My first idea was to cut and paste the editorial, then find and replace every instance of “undocumented” with “illegal.” (For the record, there is one use of “illegal aliens” and one of “illegals,” but four “undocumented immigrants,” one “undocumented drivers,” and one speculative “the formerly undocumented.”) How differently would the piece read if it referred to “illegal aliens” throughout, along with “unlicensed drivers?”
But then another thought occurred to me. The conceit behind such programs, as I understand it, is to “separate the wheat from the chaff,” to restrict law enforcement to those illegal aliens who are busily committing serious crimes and not go after those whose offenses are lesser — being in the US without permission, identity theft, tax evasion, fraud, and all the other petty offenses necessary to continue living in the United States illegally.
But I was reminded that this was New York, and that brought to mind Rudy Giuliani’s cleaning-up of New York City. One of the things he did that helped tremendously was he ordered his police to go after ALL crimes, not to just focus on the big crimes and let the lesser ones slide.
I wonder if the same sort of approach might help on the issue of illegal aliens. Simply institute an “illegal is illegal” policy, and see how that works.
I once read a novel that quoted Chairman Mao about insurgents — they must swim like fish among the sea of peasants. The idea was that insurgents/terrorists/rebels should blend in with the civilian populace, invisible and drawing strength from them, until they strike — and then fade back into the background.
The solution the character in the novel used was to “drain the pond” — he rounded up whole groups of people and drove them across his borders into the nations of his neighbors. It was a win-win-win-win for him — he got rid of dissidents and potential dissidents, weakened his neighbors as they had to care for the refugees, it provided him with a ready path for sending infiltrators and trouble-makers into those nations, and then had a ready-made justification for overthrowing those governments when they failed to take care of those people.

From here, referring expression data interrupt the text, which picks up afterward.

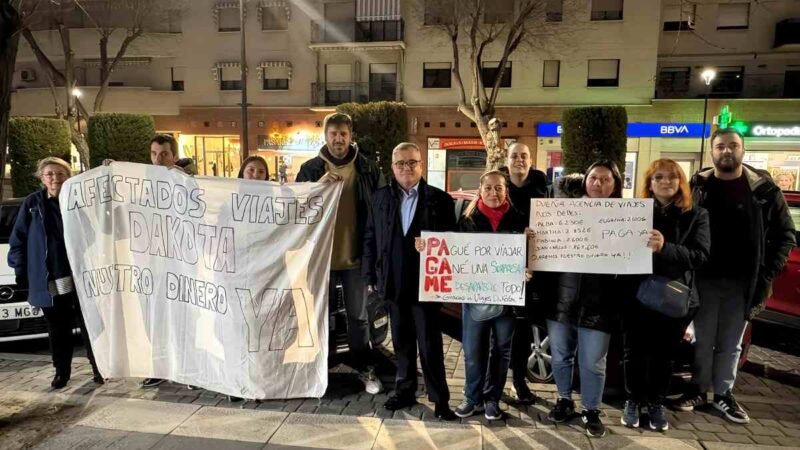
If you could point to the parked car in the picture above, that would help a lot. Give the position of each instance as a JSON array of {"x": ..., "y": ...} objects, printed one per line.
[{"x": 20, "y": 321}]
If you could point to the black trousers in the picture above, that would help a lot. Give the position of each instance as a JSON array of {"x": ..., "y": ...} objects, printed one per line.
[
  {"x": 650, "y": 343},
  {"x": 61, "y": 319},
  {"x": 412, "y": 324},
  {"x": 521, "y": 350}
]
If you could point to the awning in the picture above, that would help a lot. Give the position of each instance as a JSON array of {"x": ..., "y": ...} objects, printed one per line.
[
  {"x": 279, "y": 69},
  {"x": 377, "y": 10}
]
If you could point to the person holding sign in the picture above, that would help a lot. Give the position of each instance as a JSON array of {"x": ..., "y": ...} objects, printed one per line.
[
  {"x": 681, "y": 243},
  {"x": 583, "y": 314},
  {"x": 340, "y": 161},
  {"x": 254, "y": 168},
  {"x": 485, "y": 326},
  {"x": 390, "y": 265},
  {"x": 525, "y": 183},
  {"x": 751, "y": 236},
  {"x": 39, "y": 257}
]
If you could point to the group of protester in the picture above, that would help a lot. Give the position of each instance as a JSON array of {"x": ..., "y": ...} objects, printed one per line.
[{"x": 725, "y": 236}]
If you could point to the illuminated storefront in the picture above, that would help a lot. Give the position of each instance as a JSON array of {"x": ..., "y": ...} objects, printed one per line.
[{"x": 214, "y": 155}]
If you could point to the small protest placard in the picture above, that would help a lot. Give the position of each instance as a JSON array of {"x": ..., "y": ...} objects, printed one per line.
[
  {"x": 592, "y": 235},
  {"x": 480, "y": 268}
]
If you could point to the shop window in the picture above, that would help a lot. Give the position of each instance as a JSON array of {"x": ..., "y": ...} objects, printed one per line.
[
  {"x": 228, "y": 19},
  {"x": 733, "y": 16},
  {"x": 489, "y": 74},
  {"x": 436, "y": 75},
  {"x": 729, "y": 80},
  {"x": 603, "y": 73},
  {"x": 607, "y": 9},
  {"x": 552, "y": 69},
  {"x": 554, "y": 10}
]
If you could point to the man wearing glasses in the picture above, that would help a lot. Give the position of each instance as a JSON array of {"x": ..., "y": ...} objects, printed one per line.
[
  {"x": 399, "y": 213},
  {"x": 751, "y": 236}
]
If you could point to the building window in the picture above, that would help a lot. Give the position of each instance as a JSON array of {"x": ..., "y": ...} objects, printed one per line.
[
  {"x": 274, "y": 18},
  {"x": 729, "y": 80},
  {"x": 177, "y": 78},
  {"x": 228, "y": 19},
  {"x": 501, "y": 11},
  {"x": 439, "y": 12},
  {"x": 673, "y": 80},
  {"x": 679, "y": 18},
  {"x": 603, "y": 73},
  {"x": 607, "y": 9},
  {"x": 436, "y": 75},
  {"x": 276, "y": 84},
  {"x": 551, "y": 75},
  {"x": 554, "y": 10},
  {"x": 230, "y": 78},
  {"x": 489, "y": 74},
  {"x": 733, "y": 16}
]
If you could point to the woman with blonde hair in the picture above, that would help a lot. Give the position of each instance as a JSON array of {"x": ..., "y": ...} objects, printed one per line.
[
  {"x": 681, "y": 244},
  {"x": 39, "y": 258}
]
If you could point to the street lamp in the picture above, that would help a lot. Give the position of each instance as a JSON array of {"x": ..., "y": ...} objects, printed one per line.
[{"x": 708, "y": 76}]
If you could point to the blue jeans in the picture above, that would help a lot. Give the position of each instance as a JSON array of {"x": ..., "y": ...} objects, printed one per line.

The plan, as executed by General Belewa, was grotesquely cruel and inhumane, and helped eventually to his defeat. But the core of the idea is solid — so many of the serious criminals among the illegal aliens draw their support — willingly or not — from the general community of illegal aliens.
We already have a ready-made justification for draining the pond of illegal aliens — they’re here illegally, let’s send them home. And as the water drops, the bigger fish will be exposed and end up flopping around, making them easier to find.
The beauty of the plan is that it isn’t overly vulnerable to the “perfection fallacy” — “there’s no way we can deport all 12/15/20/30 million illegal aliens!” My normal response is “well, we certainly can’t if we don’t try.” But in this case, we don’t need to get rid of all of them — just a significant portion ought to put a dent in the real problem ones. And it wouldn’t require any new laws — just enforcement of existing ones.
Which is why I don’t expect it to go anywhere. It’s too simple, too fair, too common-sensical. It’s doomed as national policy.